Neonaziaufmarsch am 4. Juni: Scharfe Kritik an der „(Nicht-) Informationspolitik“ der Polizei – Antifa will blockieren

Wolfgang Weber, Ula Richter, Tobias Schmidt und Iris Berner-Leushacke stellten die Planungen vor.
Wolfgang Weber, Ula Richter, Tobias Schmidt und Iris Bernert-Leushacke stellten die Planungen vor.

Viel Kritik von Dortmunder AntifaschistInnen gibt es an der „(Nicht-) Informationspolitik“ der Dortmunder Polizei zum geplanten Neonazi-Aufmarsch – dem sogenannten „Tag der deutschen Zukunft“ (TddZ) – am 4. Juni.

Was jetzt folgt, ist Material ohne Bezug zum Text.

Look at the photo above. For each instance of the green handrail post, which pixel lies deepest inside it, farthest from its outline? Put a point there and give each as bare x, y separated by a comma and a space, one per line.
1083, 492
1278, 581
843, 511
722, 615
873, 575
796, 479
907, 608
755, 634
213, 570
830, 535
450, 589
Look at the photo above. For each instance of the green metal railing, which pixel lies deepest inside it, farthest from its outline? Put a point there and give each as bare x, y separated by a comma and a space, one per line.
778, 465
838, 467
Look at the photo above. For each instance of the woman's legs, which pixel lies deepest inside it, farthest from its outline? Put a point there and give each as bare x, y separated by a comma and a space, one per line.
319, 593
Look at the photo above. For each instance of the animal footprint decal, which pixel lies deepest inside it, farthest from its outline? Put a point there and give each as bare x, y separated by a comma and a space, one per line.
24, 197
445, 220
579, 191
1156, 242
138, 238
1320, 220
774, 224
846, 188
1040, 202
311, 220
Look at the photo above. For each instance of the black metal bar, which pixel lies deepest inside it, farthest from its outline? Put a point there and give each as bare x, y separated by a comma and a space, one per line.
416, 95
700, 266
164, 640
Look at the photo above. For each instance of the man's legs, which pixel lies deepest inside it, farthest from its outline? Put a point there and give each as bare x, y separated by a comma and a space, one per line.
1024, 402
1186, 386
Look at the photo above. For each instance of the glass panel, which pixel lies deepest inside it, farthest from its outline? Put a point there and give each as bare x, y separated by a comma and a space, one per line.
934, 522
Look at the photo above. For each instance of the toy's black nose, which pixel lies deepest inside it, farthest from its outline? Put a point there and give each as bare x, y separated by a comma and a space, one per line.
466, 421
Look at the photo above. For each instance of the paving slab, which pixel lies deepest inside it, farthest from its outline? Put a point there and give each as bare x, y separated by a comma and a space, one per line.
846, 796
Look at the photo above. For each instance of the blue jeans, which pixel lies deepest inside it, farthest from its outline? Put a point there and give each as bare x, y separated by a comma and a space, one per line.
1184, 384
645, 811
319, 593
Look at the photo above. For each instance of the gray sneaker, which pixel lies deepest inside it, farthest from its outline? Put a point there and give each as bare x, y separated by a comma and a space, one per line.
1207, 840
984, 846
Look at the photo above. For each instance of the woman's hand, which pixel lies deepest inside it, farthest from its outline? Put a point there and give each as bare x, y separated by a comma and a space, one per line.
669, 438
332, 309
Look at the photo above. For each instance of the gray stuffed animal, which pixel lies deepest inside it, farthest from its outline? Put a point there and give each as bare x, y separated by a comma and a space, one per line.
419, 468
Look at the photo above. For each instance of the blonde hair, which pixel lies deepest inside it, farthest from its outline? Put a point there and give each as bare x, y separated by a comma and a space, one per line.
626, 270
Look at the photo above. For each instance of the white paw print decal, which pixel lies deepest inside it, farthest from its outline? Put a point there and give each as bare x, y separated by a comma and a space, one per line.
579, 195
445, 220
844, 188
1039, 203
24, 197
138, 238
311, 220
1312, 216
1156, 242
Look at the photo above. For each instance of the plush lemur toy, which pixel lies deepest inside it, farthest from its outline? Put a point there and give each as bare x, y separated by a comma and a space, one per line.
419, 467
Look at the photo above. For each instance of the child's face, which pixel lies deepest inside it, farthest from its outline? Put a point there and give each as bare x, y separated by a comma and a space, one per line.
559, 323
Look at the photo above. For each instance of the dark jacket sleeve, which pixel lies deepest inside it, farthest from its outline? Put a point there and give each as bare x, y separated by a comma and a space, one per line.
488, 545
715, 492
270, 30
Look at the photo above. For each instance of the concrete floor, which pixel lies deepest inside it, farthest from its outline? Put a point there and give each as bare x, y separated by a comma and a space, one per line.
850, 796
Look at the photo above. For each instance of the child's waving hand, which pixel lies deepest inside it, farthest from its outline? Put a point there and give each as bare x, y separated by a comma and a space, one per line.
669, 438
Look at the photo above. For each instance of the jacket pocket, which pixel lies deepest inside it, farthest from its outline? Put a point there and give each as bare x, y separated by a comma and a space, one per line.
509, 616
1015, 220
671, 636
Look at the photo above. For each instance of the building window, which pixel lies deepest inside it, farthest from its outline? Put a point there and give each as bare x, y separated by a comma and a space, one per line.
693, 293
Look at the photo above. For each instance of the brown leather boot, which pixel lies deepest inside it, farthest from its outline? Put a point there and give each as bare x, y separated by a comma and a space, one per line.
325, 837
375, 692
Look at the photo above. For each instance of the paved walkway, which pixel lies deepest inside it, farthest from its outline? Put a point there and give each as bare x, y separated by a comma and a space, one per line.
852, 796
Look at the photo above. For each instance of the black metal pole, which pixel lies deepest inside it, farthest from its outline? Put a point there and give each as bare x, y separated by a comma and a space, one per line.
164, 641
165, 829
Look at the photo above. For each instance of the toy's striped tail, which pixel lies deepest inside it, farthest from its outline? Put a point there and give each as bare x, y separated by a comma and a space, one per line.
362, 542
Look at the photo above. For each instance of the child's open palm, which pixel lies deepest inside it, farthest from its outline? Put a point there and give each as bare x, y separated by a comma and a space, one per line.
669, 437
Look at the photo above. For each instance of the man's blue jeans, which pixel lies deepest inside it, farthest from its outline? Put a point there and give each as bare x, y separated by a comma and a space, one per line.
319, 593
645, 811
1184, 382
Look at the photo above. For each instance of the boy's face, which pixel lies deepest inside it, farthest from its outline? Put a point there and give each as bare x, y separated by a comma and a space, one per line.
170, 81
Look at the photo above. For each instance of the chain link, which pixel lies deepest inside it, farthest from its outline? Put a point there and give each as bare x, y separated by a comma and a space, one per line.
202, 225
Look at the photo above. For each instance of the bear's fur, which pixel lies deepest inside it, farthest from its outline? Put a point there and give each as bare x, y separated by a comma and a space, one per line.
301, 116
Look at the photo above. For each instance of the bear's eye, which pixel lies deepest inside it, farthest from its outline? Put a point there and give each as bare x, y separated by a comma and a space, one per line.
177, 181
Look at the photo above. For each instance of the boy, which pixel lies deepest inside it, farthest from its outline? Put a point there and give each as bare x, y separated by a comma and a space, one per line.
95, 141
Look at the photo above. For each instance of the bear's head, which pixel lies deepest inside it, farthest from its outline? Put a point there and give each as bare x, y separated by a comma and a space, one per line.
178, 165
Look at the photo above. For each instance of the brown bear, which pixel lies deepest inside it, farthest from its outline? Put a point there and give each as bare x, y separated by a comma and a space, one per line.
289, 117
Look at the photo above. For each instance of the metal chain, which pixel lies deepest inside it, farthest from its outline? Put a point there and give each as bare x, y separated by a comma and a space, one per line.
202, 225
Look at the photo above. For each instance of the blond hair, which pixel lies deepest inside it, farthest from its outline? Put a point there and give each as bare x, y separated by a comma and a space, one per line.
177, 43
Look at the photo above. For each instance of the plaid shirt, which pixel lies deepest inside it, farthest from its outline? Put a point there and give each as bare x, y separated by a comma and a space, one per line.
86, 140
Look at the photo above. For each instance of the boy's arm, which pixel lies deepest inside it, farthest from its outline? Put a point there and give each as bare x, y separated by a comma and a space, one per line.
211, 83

Das Bündnis Dortmund gegen Rechts, BlockaDO und das für den Tag formierte Bündnis „NoTddZ“ aus Kreisen vor allem der Autonomen Antifa stellen ihre Planungen vor.

Scharfe Kritik: Polizei beschneidet AnwohnerInnen in ihren Grundrechten

„Drei Bündnisse an einem Tisch – das ist nicht ganz üblich. Aber was uns da ins Haus steht, ist so bedrohlich und gefährlich, wenn die Polizei kein Verbot hinbekommt“, macht Ula Richter (Bündnis gegen Rechts) die Dramatik deutlich.

Am 4. Juni soll der sogenannte „Tag der deutschen Zukunft“ in Dortmund stattfinden.
Am 4. Juni soll der sogenannte „Tag der deutschen Zukunft“ in Dortmund stattfinden.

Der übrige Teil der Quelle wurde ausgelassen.